Bagshawe was born in London, 12 January 1829, the son of Henry Ridgard Bagshawe, a Judge of County Courts in Wales, and a convert to Catholicism. His eldest brother William became King's Counsel and like his father a county court judge.[1] His elder brother John was a chaplain in the Crimea, and later, rector of St. Elizabeth's in Richmond.[2]
Edward took his B.A. at University College School in London and in 1838 entered St. Mary's College, Oscott. Upon graduation, he had planned to work in law, but instead joined the Brompton Oratory in 1849 and was ordained a priest in 1852. He gave lectures on Christian Doctrine at the Training School in Hammersmith. Some forty years later, he refined and published them as Notes on Christian Doctrine.
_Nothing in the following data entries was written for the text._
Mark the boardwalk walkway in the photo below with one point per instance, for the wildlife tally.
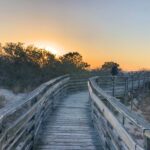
(69, 127)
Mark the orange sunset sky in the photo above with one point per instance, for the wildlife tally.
(100, 30)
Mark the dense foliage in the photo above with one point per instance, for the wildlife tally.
(26, 67)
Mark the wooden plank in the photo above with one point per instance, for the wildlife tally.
(70, 127)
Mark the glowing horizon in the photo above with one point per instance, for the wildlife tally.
(100, 31)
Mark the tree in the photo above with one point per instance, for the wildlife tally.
(111, 67)
(108, 66)
(72, 62)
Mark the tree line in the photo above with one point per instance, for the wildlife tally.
(25, 67)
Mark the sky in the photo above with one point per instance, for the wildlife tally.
(100, 30)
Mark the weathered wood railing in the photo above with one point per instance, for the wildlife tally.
(20, 122)
(113, 120)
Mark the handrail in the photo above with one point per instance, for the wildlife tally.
(105, 106)
(21, 121)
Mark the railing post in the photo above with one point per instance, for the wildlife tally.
(113, 90)
(132, 83)
(147, 139)
(126, 86)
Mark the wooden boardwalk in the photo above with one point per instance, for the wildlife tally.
(69, 126)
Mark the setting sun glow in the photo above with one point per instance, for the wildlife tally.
(49, 47)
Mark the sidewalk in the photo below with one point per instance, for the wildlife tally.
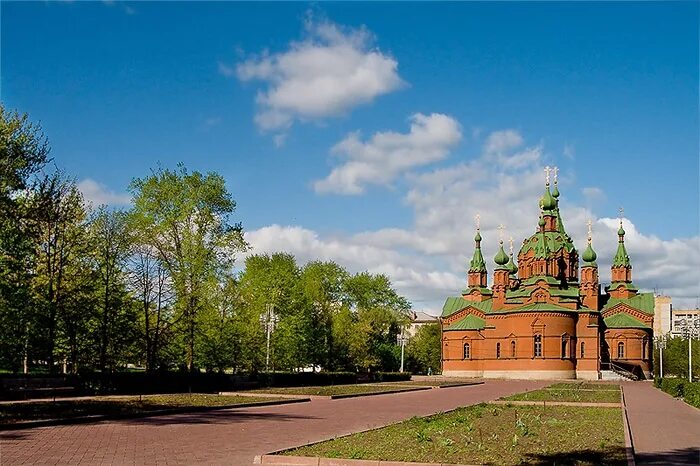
(234, 436)
(665, 430)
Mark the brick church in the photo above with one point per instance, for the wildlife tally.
(546, 318)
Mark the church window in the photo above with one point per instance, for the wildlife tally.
(565, 346)
(538, 346)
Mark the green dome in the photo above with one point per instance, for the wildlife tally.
(548, 202)
(501, 257)
(589, 254)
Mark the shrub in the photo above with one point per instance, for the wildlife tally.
(391, 376)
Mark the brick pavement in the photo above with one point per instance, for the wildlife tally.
(233, 436)
(665, 430)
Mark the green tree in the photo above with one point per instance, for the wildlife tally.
(423, 350)
(112, 245)
(185, 217)
(64, 278)
(23, 152)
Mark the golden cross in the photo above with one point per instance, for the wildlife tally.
(501, 227)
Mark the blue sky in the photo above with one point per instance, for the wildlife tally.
(608, 92)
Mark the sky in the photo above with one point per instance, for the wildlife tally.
(371, 134)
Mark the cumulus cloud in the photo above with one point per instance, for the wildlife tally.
(331, 71)
(428, 261)
(386, 155)
(98, 194)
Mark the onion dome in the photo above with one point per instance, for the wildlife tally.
(501, 258)
(548, 201)
(621, 259)
(477, 263)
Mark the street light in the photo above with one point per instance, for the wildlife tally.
(691, 331)
(660, 342)
(401, 339)
(269, 320)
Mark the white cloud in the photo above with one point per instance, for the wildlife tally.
(98, 194)
(428, 261)
(331, 71)
(387, 155)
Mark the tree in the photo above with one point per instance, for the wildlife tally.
(23, 152)
(111, 240)
(185, 218)
(423, 349)
(63, 277)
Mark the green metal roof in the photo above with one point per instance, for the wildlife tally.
(549, 241)
(457, 303)
(643, 302)
(470, 322)
(623, 320)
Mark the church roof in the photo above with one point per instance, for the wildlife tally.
(623, 320)
(470, 322)
(643, 302)
(457, 303)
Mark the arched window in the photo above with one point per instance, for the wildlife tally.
(538, 346)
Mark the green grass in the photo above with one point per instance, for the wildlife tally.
(581, 396)
(490, 434)
(586, 386)
(331, 390)
(67, 409)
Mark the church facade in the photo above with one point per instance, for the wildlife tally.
(547, 317)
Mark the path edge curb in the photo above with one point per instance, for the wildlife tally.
(160, 412)
(629, 444)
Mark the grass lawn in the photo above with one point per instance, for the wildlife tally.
(491, 434)
(586, 386)
(583, 396)
(430, 383)
(66, 409)
(330, 390)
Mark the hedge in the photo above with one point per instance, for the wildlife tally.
(679, 388)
On 12 November 1874, Bagshawe was consecrated Bishop of Nottingham at the Brompton Oratory by Archbishop Manning.[3] In his first Ad Limina report, Bagshawe stated that in his first six months he had visited twenty of forty-eight missions, six of which did not have their own pastor due to a shortage of priests.[4] On 17 November 1892, he laid the foundation stone for St Hugh's Church, Lincoln.[5]
Bagshawe was involved, along with Bishop Vaughn of Salford in the bishops committee that produced the 1886 Manual of Prayers for Congregational Use.[6] In 1900 he translated and issued The Breviary Hymns and Missal Sequences in English Verse.[7] The reviewer in The Month gave it a favourable review, while noting that it was a more literal translation than John Henry Newman's more poetic one.[8] He published a number of hymn books,[9] and was a contributor to the Catholic Encyclopedia.[10]
Between July and early November 1901, three of Bagshawe's brothers died. He resigned in 1901 due to his own failing health. He then served as chaplain to the Sisters of the Little Company of Mary, residing in Hounslow.
He was appointed titular bishop of Hypaepa in 1902, and titular archbishop of Seleucia in 1904. He was styled Bishop Emeritus of Nottingham, and officiated at the Chrism Mass on Holy Thursday at Westminster Cathedral in 1904, when Archbishop Bourne fell ill of a serious cold on Palm Sunday.[11]